12. De rechtbank stelt verder vast dat eisers gezien voornoemde brieven de gelegenheid hebben gehad om het Wob-verzoek binnen een voor verweerder gestelde termijn aan te vullen en voldoende te preciseren, maar dat zij van deze gelegenheid geen gebruik hebben gemaakt. Naar het oordeel van de rechtbank heeft verweerder daarom in redelijkheid het Wob-verzoek buiten behandeling kunnen stellen. Dit brengt de rechtbank tot de conclusie dat verweerder in het bestreden besluit op een juiste manier toepassing heeft gegeven aan artikel 4:5 van de Awb.

Conclusie en gevolgen

13. Het beroep is ongegrond. Dat betekent dat eisers geen gelijk krijgen. Eisers krijgen daarom het griffierecht niet terug.

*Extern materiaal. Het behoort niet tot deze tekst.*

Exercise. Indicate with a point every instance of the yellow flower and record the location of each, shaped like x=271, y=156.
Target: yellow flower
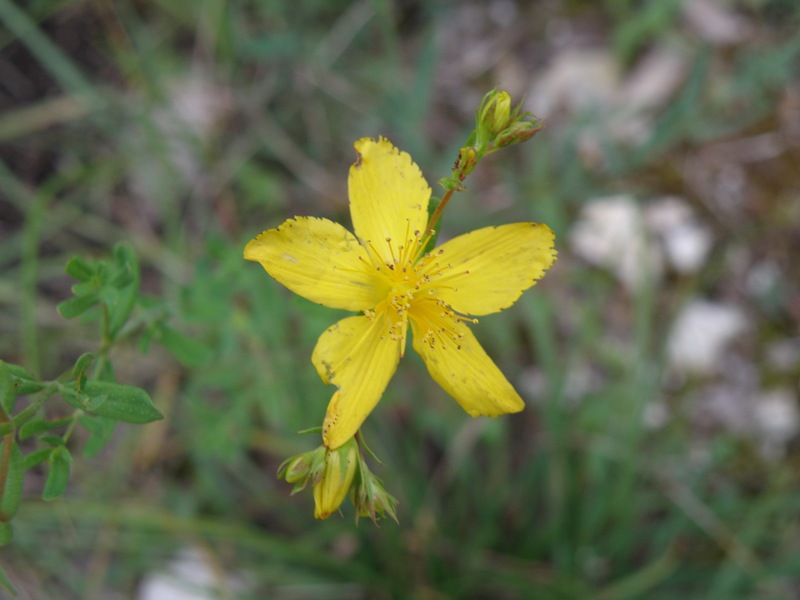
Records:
x=382, y=273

Zij krijgen ook geen vergoeding van hun proceskosten.

Beslissing

De rechtbank verklaart het beroep ongegrond.
Deze uitspraak is gedaan door mr. J.H. Lange, rechter, in aanwezigheid van mr. R.P. Stehouwer, griffier. De uitspraak is uitgesproken in het openbaar op 16 november 2022.
griffier
rechter
Een afschrift van deze uitspraak is verzonden aan partijen op:

Informatie over hoger beroep

Een partij die het niet eens is met deze uitspraak, kan een hogerberoepschrift sturen naar de Afdeling bestuursrechtspraak van de Raad van State waarin wordt uitgelegd waarom deze partij het niet eens is met deze uitspraak. Het hogerberoepschrift moet worden ingediend binnen zes weken na de dag waarop deze uitspraak is verzonden. Kan de indiener de behandeling van het hoger beroep niet afwachten, omdat de zaak spoed heeft, dan kan de indiener de voorzieningenrechter van de Afdeling bestuursrechtspraak van de Raad van State vragen om een voorlopige voorziening (een tijdelijke maatregel) te treffen.

Voetnoten

1.Uitspraak van 17 februari 2016, ECLI:NL:RBOBR:2016:565.
2.Tweede Kamer, vergaderjaar 1986-1987, 19 859, nr. 3, p. 9 en p. 21-22 en p. 24.